The road to the official opening of the park has been a long one.
Community groups first approached the Quebec ministry for forests, wildlife and parks in 2002 with a proposal to save Pointe Opémican by integrating it into a provincial park, but it took more than a decade of study and public consultation for the ministry to finalize the boundaries for the park. In 2013, responsibility for the development of the park was transferred to the Société des établissements de plein air du Québec (SÉPAQ), a crown corporation that manages the province’s 23 parks and 15 wildlife reserves. As construction began on the roads, campsites and visitor centre, SÉPAQ struck a roundtable made up of representatives from the local municipalities, including the Wolf Lake and Kebaowek First Nations, to keep them updated on the progress.
At first there were a lot of questions, says Patricia Noël, president of Laniel’s municipal council.
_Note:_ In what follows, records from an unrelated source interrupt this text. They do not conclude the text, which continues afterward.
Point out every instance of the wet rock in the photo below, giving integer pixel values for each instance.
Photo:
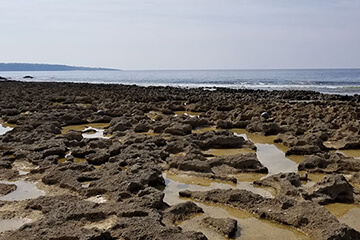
(193, 165)
(246, 162)
(179, 129)
(332, 188)
(7, 188)
(118, 124)
(73, 135)
(329, 162)
(304, 145)
(303, 150)
(284, 184)
(181, 212)
(265, 115)
(196, 122)
(222, 139)
(351, 142)
(265, 128)
(100, 112)
(142, 127)
(225, 226)
(59, 151)
(97, 158)
(308, 216)
(287, 140)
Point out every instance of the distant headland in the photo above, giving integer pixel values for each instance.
(47, 67)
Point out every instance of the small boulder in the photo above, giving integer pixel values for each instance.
(225, 226)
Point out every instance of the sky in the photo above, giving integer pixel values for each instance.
(182, 34)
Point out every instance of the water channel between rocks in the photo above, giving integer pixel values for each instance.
(272, 156)
(269, 154)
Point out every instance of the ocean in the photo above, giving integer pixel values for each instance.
(334, 81)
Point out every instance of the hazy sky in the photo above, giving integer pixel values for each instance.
(182, 34)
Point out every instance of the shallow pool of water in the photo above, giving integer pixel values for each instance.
(4, 128)
(12, 224)
(249, 227)
(25, 190)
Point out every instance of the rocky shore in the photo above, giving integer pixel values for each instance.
(97, 152)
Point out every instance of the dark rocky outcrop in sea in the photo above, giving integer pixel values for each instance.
(112, 187)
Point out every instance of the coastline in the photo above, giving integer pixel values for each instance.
(145, 132)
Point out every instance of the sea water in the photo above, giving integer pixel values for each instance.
(335, 81)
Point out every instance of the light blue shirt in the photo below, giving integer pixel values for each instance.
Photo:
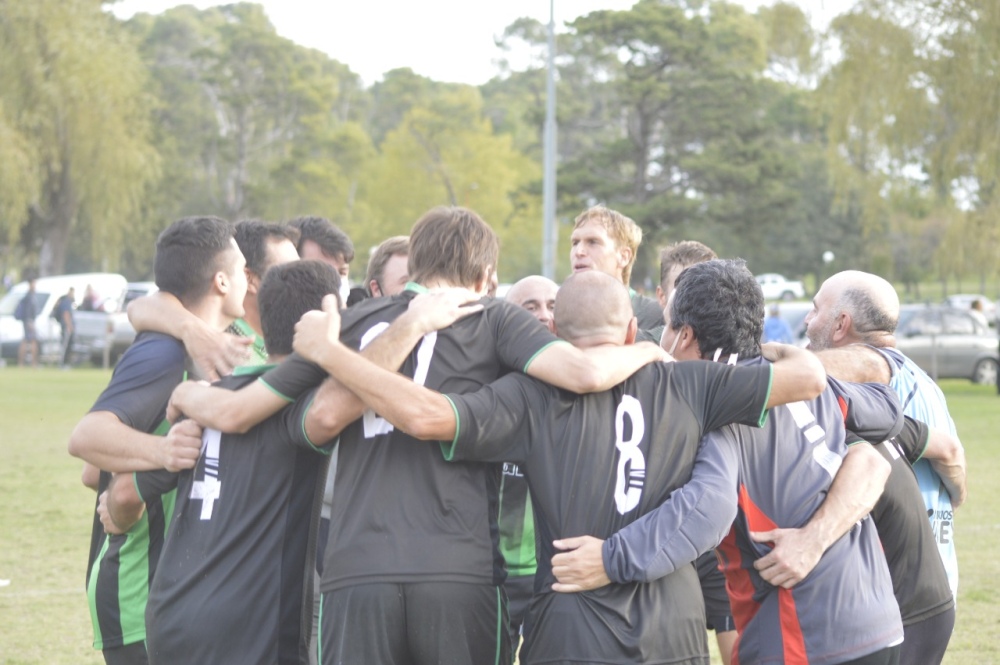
(923, 400)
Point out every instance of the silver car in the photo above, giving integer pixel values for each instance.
(948, 343)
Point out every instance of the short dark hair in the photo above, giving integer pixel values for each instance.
(188, 254)
(683, 253)
(288, 291)
(388, 248)
(452, 243)
(324, 233)
(253, 235)
(867, 315)
(723, 304)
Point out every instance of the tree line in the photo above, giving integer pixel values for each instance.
(752, 132)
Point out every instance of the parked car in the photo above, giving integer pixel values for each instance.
(794, 314)
(109, 286)
(103, 336)
(948, 343)
(776, 287)
(965, 300)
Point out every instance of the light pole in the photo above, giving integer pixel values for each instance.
(550, 232)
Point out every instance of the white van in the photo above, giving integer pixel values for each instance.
(110, 287)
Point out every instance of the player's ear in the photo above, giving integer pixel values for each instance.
(632, 331)
(843, 327)
(220, 281)
(484, 283)
(253, 281)
(624, 256)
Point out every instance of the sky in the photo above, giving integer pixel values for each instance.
(445, 40)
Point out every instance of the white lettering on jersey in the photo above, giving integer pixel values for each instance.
(628, 490)
(210, 489)
(814, 433)
(373, 423)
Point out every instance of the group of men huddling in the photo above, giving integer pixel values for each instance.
(651, 434)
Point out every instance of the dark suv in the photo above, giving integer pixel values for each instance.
(948, 343)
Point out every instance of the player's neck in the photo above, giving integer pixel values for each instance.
(210, 311)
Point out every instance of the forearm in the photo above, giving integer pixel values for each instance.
(594, 369)
(947, 457)
(226, 410)
(162, 312)
(693, 520)
(856, 363)
(422, 413)
(338, 404)
(124, 505)
(855, 490)
(797, 375)
(102, 440)
(91, 476)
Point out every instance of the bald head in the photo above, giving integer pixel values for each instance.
(593, 308)
(850, 307)
(536, 294)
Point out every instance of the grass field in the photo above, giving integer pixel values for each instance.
(46, 517)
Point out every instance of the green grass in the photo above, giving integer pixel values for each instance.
(46, 517)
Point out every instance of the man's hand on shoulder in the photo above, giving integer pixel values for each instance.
(318, 331)
(442, 307)
(215, 354)
(793, 555)
(181, 447)
(580, 565)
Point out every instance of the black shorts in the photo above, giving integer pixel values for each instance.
(414, 624)
(925, 642)
(887, 656)
(718, 612)
(519, 591)
(130, 654)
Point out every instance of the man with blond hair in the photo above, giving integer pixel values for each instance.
(608, 241)
(414, 545)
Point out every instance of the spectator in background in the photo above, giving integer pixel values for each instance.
(90, 300)
(63, 314)
(26, 312)
(976, 308)
(775, 327)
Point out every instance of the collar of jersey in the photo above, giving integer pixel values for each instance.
(418, 288)
(253, 370)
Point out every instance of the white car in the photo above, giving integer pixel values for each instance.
(965, 300)
(109, 286)
(776, 287)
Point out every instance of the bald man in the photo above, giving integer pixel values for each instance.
(654, 420)
(859, 308)
(537, 295)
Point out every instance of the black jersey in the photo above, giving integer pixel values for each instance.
(919, 579)
(596, 463)
(401, 513)
(121, 566)
(232, 582)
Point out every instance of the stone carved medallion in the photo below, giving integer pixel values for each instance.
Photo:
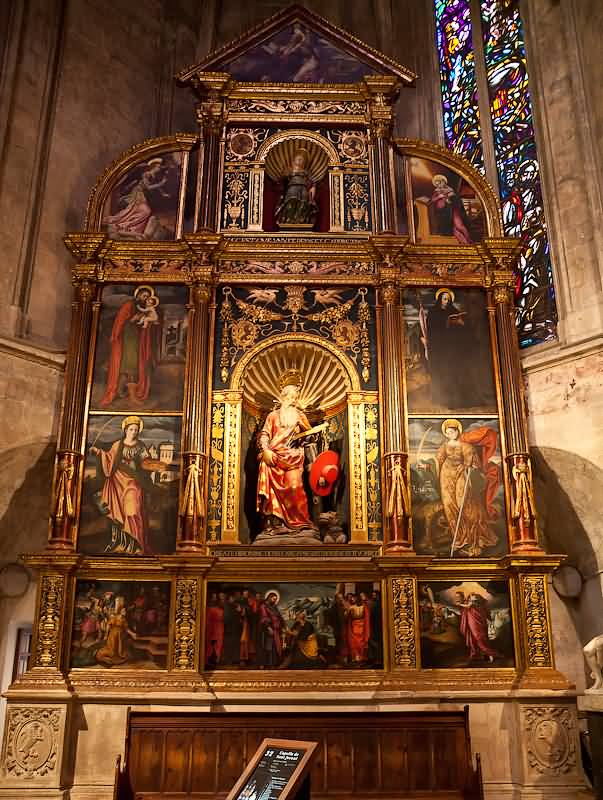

Laniel, an unorganized territory within the larger regional municipality of Témiscamingue, has just 80 year-round residents. “A lot of people were scared that with the park, they would lose the tranquility and the wilderness they found here,” she says. “We want to develop tourism, but in a way that respects nature.”
Now, she says, with the park’s opening imminent, uncertainty has given way to excitement at the possibilities for showcasing the region to a national and international audience.
“It’s not just the beautiful views,” she says. “I can’t explain it, but we have ‘wow’ here.”